Darum verzögerte sich der Start

„Eigentlich wollten wir mit den Kindern schon zum 1. August starten“, berichtete Krippenleiterin Anna-Lena Martschin am Freitag. Also zu Beginn des Krippenjahres. Doch beispielsweise ausgefallene Handwerker und das schlechte Wetter hätten den Bau verzögert, sagte Martschin. Somit wurden die Eltern auf den 1. November vertröstet. Für die bereits bestehende Gruppe von 15 Kindern mussten Übergangslösungen gefunden werden.

Die Krippenkinder fanden zunächst im Kindergarten der Kirchengemeinde Unterschlupf und dann im Gemeindehaus. „Unseren Sohn Ben hat das überhaupt nicht gestört“, erzählten Claas und Stefanie Huntemann. „Die Erzieher haben die Kinder sehr gut begleitet.“ Nicht nur mit den Räumen, auch mit dem umgestalteten Außenbereich ist die Familie sehr zufrieden. „Die Krippe hat sich hier sehr viel Mühe gegeben.“

So viel kostete der Anbau

Gekostet hat der Anbau rund 360.000 Euro.

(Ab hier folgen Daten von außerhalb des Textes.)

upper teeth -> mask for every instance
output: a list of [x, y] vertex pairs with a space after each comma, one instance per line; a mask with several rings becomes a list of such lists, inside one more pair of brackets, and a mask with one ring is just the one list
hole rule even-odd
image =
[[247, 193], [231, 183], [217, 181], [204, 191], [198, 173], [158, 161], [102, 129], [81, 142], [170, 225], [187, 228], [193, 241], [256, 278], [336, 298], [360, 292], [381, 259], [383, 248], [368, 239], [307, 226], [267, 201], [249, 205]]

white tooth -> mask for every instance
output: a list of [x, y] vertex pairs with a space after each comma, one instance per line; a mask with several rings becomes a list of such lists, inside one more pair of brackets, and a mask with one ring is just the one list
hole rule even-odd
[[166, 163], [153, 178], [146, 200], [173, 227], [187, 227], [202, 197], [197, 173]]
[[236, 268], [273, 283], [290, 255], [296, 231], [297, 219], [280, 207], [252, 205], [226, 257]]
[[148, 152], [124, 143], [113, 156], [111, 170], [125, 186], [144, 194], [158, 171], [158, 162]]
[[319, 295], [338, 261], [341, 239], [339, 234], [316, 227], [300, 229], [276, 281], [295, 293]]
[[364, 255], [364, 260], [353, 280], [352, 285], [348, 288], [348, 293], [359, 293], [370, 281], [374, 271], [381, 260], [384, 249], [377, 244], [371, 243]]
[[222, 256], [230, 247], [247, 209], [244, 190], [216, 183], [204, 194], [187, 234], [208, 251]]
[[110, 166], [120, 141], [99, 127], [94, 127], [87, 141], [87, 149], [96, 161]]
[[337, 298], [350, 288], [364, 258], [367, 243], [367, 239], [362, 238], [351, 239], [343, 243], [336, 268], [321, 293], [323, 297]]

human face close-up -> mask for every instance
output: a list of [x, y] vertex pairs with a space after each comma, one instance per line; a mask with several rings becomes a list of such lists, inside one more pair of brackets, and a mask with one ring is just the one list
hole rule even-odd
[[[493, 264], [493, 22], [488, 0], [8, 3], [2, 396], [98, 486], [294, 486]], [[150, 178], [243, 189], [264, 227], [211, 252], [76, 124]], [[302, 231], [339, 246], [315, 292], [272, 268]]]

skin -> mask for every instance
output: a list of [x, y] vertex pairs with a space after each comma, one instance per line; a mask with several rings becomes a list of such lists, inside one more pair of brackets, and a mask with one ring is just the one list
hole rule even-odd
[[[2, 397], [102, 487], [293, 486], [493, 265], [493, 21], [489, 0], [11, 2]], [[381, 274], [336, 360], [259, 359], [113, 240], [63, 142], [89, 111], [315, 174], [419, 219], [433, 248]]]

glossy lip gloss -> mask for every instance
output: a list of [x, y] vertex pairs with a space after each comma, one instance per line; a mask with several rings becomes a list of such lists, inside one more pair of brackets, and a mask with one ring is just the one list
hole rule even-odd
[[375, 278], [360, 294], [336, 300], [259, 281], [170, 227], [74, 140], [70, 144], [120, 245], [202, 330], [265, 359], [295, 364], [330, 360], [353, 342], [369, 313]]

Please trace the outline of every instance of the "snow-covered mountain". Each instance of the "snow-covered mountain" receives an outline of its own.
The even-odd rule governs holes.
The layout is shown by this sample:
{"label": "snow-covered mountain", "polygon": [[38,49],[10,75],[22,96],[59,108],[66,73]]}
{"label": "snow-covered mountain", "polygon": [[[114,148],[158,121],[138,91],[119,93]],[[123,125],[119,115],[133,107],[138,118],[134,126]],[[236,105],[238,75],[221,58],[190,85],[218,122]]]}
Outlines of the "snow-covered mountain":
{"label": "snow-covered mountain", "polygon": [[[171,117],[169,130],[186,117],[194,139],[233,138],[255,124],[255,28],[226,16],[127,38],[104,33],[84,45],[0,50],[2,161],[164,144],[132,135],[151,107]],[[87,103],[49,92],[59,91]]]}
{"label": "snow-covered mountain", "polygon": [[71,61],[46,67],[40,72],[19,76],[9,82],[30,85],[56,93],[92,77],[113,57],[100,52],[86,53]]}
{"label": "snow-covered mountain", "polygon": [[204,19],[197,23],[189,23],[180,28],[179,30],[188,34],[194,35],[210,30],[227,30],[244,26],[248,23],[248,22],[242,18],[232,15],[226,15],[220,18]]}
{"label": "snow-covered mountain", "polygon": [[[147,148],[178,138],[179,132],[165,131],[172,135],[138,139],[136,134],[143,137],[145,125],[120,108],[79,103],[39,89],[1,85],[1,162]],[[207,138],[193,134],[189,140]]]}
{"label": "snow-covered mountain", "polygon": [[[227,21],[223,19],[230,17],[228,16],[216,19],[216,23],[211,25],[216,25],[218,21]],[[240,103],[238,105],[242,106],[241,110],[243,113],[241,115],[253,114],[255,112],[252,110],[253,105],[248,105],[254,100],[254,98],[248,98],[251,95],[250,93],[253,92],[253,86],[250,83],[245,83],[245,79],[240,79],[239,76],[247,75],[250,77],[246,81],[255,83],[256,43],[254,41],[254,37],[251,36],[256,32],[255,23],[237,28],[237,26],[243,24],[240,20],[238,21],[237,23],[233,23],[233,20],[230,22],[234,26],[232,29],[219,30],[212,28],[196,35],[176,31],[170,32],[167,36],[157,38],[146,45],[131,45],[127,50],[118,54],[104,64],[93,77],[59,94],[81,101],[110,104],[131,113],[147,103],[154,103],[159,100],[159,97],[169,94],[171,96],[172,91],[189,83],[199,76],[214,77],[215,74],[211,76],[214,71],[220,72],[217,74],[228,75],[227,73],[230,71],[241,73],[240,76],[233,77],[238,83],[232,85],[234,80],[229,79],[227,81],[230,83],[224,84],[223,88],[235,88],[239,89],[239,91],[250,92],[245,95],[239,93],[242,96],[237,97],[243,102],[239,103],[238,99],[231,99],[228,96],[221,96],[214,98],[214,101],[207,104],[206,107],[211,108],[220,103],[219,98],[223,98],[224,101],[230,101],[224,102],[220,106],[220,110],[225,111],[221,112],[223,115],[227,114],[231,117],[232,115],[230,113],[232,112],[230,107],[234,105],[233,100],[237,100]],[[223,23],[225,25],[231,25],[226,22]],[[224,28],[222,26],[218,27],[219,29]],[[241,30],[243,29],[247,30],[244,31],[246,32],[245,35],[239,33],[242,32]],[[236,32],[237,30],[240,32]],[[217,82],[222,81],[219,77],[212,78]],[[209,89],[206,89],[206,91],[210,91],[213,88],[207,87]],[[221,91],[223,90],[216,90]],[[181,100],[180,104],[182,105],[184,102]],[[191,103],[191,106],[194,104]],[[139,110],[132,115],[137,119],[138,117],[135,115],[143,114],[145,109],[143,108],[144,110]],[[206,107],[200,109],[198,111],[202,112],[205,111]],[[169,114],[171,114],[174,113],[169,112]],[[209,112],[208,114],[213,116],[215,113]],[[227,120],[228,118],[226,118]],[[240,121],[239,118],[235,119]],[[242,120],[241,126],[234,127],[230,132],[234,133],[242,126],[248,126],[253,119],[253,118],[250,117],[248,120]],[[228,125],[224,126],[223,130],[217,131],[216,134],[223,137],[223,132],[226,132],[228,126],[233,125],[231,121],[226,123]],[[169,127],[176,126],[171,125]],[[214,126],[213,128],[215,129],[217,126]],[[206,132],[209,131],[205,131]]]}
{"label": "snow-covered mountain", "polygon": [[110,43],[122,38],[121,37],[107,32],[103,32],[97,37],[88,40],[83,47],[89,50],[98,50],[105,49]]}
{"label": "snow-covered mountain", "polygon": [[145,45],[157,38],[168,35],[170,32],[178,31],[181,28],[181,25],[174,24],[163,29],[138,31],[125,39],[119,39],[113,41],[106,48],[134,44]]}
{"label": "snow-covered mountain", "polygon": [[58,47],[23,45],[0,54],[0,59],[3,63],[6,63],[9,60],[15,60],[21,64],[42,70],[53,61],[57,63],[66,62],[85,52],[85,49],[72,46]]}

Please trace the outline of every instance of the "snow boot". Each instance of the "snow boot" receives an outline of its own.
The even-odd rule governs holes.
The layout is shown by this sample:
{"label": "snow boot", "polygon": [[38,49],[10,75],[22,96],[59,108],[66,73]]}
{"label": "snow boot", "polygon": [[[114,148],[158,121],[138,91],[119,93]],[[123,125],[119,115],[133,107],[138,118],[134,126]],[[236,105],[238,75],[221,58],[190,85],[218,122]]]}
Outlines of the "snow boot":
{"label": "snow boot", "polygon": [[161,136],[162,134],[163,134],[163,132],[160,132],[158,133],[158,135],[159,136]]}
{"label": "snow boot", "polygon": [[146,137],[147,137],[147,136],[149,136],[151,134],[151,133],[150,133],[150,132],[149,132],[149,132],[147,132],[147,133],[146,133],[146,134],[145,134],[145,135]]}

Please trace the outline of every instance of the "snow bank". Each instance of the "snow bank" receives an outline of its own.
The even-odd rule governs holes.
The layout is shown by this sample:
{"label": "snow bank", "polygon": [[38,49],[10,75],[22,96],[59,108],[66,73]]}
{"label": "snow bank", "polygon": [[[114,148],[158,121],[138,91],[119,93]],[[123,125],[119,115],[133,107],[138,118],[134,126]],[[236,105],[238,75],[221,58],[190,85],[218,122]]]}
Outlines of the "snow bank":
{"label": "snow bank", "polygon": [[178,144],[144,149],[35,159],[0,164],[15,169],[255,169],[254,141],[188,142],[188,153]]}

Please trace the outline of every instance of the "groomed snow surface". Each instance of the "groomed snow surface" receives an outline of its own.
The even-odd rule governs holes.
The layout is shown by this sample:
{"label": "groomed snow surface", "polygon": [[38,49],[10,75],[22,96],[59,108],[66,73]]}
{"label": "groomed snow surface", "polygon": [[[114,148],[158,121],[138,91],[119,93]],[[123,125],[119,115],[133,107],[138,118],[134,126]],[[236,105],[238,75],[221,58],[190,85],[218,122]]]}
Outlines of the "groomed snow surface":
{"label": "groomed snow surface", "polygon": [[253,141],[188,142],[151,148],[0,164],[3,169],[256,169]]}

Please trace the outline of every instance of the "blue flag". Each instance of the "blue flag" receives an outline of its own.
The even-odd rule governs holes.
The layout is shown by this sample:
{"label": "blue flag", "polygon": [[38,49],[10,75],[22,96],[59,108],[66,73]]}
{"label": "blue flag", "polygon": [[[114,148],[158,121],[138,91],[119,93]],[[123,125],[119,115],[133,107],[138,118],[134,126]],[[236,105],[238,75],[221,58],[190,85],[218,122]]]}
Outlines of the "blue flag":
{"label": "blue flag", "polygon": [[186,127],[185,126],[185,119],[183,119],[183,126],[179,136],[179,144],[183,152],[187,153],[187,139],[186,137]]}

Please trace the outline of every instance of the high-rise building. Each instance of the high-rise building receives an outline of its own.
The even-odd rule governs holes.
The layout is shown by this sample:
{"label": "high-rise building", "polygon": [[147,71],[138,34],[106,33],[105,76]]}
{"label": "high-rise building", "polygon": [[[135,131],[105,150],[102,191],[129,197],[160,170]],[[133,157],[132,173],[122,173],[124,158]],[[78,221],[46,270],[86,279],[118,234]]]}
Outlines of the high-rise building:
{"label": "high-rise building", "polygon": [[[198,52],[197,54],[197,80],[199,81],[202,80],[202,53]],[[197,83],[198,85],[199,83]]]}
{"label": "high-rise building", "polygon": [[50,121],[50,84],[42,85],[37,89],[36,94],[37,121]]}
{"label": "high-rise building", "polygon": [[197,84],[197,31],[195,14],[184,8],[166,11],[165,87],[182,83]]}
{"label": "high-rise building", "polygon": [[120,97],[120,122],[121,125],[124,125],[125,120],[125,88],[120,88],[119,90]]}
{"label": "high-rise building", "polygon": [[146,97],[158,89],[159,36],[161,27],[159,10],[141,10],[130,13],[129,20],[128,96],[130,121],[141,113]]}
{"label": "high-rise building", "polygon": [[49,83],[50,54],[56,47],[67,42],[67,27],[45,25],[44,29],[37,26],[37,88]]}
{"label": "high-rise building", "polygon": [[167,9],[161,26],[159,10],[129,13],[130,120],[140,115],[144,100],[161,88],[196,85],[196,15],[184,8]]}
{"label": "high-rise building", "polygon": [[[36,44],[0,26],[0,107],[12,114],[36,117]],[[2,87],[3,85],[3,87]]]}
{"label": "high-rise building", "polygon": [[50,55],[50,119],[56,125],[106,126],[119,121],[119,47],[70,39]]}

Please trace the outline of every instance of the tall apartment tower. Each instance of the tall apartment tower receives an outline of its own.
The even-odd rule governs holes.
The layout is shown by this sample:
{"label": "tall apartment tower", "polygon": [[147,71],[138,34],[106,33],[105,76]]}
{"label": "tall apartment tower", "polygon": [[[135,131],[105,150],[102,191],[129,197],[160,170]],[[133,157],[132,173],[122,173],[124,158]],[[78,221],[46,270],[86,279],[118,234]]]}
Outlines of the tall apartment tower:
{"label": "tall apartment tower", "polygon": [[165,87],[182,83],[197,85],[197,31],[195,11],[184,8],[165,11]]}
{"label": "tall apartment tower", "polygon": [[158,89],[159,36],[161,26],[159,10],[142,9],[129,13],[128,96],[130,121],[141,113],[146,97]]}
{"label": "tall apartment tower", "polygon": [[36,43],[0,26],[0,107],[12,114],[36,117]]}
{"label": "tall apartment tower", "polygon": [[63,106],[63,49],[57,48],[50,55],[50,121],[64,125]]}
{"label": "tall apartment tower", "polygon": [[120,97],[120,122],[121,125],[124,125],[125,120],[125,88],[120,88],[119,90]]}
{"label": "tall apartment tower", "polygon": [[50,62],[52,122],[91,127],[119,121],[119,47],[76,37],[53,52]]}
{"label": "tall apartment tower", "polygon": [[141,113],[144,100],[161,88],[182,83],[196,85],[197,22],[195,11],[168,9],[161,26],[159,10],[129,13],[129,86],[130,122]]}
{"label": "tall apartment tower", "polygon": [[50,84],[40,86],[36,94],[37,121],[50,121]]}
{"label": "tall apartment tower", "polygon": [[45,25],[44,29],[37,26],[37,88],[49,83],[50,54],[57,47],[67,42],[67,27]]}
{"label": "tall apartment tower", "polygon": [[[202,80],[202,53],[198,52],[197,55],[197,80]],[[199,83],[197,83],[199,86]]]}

Davon steuerte die Kirchengemeinde 36.000 Euro bei, den Rest übernahm die Stadt. Oberbürgermeister Axel Jahnz freute sich am Freitag über den Anbau. Er lobte die Kirchengemeinde insgesamt, auch für ihren Kindergarten. Denn dort wurde ihm zufolge in die erste ausländische Mitarbeiterin in einem Delmenhorster Kindergarten eingestellt. „Damals war das ein großer Kampf“, erinnerte sich Jahnz. „Heute ist es selbstverständlich.“

Frauke Schmidt von der evangelisch-lutherischen Landeskirche Delmenhorst betonte während der Eröffnung, dass der Eintritt in die Krippe ein großer Schritt für die Kinder sei. Die Erzieher würden nun auch zu Bezugspersonen für die Kinder.

Informationen für Eltern

Auch beim Personal stockte die Krippe um die Hälfte auf, auf nun acht Erzieher für zwei Gruppen. Betreut werden Kinder im Alter von acht Monaten bis drei Jahren. Die Kernzeit beträgt 8 bis 16 Uhr. Eltern, die sich für einen Krippenplatz interessieren, müssen allerdings noch warten. Alle Plätze sind laut Leitern Martschin bereits vergeben.